Friday, September 5, 2014

Swap box, kitty sitting and all that lies between


The gorgeous swap box I received! It's like Rhonda has telepathic skills! I don't remember writing anywhere on the internet how much I love red jelly beans! And eos is my FAVORITE lip balm. I'm addicted to lip balms. It's not that I lose them, they're my lipstick. I change it up all the time!

Thank you, Rhonda!!!!!!



I've been kitty sitting this gorgeous mister mister! He's really shy.

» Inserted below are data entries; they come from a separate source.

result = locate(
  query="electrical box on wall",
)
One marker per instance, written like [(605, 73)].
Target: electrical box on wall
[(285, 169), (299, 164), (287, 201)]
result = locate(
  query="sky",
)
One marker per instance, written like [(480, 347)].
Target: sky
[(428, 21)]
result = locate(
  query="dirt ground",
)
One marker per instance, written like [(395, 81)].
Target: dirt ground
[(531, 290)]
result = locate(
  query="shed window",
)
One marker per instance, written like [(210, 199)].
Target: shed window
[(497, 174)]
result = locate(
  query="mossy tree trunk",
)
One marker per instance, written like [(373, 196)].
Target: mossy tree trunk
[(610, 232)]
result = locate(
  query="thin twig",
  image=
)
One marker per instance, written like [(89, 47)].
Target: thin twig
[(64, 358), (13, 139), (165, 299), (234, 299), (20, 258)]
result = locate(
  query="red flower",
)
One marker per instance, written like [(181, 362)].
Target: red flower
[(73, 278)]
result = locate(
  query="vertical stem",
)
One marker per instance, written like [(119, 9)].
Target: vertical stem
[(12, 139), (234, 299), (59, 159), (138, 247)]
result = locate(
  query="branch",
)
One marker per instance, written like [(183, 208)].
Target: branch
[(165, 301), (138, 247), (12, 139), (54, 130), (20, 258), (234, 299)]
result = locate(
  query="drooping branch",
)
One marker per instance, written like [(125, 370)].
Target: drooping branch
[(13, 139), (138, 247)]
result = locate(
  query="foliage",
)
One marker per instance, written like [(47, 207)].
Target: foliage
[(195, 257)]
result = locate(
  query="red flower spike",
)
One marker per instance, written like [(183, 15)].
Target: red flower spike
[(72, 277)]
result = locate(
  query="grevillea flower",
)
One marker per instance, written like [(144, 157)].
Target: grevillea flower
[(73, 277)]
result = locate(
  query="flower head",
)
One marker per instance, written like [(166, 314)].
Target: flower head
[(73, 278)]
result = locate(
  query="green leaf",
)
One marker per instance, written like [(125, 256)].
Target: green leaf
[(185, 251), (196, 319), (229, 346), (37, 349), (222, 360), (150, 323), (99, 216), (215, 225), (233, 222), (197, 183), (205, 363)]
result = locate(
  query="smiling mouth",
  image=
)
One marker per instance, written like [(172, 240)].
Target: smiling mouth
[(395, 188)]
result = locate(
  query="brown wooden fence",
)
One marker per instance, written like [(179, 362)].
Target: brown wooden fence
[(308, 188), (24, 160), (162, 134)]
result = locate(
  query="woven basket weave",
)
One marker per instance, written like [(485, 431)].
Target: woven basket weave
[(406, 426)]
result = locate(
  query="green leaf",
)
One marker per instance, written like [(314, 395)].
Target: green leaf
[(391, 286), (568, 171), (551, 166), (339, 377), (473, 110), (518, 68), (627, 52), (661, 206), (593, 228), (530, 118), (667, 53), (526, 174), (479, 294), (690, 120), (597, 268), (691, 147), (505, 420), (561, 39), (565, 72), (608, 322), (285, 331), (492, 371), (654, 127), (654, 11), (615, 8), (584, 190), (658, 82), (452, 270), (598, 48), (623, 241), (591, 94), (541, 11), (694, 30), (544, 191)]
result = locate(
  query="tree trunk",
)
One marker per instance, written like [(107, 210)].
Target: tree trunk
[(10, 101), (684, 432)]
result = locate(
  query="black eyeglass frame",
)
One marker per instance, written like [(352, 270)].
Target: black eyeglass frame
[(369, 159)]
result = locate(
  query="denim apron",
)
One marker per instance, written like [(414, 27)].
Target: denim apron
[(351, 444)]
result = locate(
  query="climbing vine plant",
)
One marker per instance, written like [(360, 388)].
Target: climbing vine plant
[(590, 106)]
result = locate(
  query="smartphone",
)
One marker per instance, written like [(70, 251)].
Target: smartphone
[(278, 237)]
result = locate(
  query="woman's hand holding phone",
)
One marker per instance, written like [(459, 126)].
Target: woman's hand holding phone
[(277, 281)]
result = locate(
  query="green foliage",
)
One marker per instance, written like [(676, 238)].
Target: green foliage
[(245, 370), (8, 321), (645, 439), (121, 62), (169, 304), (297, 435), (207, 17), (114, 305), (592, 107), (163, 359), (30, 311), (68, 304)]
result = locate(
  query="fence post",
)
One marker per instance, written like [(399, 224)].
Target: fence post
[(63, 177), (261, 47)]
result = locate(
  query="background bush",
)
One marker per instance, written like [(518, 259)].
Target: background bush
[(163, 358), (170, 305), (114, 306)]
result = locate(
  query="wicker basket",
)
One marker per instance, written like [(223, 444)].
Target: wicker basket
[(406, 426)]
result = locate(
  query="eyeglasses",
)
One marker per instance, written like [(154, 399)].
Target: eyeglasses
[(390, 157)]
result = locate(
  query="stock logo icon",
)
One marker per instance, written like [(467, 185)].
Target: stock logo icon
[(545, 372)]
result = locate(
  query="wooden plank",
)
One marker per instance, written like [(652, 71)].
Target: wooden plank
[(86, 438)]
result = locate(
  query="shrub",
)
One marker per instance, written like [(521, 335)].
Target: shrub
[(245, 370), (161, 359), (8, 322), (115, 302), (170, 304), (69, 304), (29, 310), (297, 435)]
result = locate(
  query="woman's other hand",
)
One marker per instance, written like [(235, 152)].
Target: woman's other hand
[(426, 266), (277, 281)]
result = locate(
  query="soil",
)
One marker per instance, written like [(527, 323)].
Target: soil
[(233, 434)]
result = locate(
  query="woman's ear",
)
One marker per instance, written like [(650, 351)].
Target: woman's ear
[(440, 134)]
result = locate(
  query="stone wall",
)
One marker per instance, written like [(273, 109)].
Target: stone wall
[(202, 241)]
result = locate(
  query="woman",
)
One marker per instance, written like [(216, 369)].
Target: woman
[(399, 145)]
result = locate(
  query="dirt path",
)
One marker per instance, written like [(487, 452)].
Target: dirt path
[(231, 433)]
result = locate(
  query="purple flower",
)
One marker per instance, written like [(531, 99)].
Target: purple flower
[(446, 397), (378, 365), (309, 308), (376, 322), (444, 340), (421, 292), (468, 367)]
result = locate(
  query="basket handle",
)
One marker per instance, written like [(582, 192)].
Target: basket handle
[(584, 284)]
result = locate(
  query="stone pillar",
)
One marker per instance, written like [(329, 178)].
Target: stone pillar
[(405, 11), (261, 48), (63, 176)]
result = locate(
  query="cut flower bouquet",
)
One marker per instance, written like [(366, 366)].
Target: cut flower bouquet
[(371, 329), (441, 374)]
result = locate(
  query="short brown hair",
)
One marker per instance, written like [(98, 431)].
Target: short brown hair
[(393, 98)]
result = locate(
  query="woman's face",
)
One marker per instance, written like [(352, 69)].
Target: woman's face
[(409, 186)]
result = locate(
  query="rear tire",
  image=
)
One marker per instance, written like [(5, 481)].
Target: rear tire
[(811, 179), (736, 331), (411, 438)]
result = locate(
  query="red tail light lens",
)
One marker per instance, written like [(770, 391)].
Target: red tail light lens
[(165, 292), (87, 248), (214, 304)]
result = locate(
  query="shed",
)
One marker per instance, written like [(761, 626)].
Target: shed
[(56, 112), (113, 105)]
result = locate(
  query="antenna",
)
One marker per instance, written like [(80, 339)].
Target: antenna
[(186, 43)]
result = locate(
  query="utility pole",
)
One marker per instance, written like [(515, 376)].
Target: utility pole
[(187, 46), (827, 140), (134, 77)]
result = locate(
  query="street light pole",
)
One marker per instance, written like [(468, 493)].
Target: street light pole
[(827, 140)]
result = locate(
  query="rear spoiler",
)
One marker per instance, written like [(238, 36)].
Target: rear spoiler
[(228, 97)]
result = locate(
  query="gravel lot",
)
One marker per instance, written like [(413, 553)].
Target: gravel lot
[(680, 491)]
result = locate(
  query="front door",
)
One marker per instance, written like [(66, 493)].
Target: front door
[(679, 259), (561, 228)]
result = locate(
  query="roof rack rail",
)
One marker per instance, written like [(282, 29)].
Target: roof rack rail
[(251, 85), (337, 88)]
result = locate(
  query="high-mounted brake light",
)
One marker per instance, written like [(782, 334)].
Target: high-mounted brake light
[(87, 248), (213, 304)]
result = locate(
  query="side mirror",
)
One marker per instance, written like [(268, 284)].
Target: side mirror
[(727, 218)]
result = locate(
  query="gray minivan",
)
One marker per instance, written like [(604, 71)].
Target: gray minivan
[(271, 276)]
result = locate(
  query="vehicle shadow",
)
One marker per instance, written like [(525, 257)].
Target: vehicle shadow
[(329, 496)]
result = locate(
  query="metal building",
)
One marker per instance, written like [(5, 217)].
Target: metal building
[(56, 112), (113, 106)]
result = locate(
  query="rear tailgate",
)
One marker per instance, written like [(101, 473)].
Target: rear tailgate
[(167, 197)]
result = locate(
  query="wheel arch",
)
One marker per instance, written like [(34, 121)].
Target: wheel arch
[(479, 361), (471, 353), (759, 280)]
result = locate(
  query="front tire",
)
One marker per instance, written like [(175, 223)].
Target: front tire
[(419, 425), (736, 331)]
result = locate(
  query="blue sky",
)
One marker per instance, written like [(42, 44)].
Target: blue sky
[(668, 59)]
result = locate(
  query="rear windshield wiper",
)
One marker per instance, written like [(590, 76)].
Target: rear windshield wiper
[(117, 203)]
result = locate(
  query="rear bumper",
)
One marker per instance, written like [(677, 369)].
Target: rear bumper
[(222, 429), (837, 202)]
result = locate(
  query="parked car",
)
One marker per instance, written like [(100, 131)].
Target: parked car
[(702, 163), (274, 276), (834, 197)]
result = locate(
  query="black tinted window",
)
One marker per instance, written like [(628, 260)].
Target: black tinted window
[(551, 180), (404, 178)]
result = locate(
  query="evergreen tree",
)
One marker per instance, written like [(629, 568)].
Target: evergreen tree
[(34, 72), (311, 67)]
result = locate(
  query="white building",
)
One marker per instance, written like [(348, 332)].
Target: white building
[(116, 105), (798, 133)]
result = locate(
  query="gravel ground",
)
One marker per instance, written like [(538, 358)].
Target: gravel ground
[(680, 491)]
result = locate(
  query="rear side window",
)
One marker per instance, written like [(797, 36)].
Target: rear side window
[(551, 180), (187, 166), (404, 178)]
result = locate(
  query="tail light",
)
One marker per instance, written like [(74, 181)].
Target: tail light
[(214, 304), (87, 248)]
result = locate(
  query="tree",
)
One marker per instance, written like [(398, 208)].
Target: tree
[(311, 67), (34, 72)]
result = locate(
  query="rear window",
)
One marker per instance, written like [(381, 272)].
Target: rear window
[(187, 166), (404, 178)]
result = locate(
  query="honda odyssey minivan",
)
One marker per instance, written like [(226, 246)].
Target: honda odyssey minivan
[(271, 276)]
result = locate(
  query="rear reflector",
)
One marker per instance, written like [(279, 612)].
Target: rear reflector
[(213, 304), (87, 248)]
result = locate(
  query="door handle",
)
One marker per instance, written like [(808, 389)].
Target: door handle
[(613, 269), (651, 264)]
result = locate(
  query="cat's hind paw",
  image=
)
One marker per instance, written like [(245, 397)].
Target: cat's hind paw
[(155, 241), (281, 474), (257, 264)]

Mischief has been really attached to me lately. She thinks my new pink walker belongs to her!
I've been to the doctors a lot, and I'm supposed to see a bone and joint specialist on Monday. The doc is supposedly going to check my hyper mobility in my arms, wrists, and fingers, because the cane started giving me wear and tear. (That's why I ended up with a rolling, seated walker. So I have even support on both sides, I don't have to lift it. And I have somewhere to rest at all times.)

It hurts to knit. It aches to write. If I lose all functionality, I don't want to lose my ability to craft with yarn! It's one of the only things I do for pleasure, so hopefully they can assess me and get me some supportive gear so the hyperextention decreases.

Anyway, I hope you have a great weekend!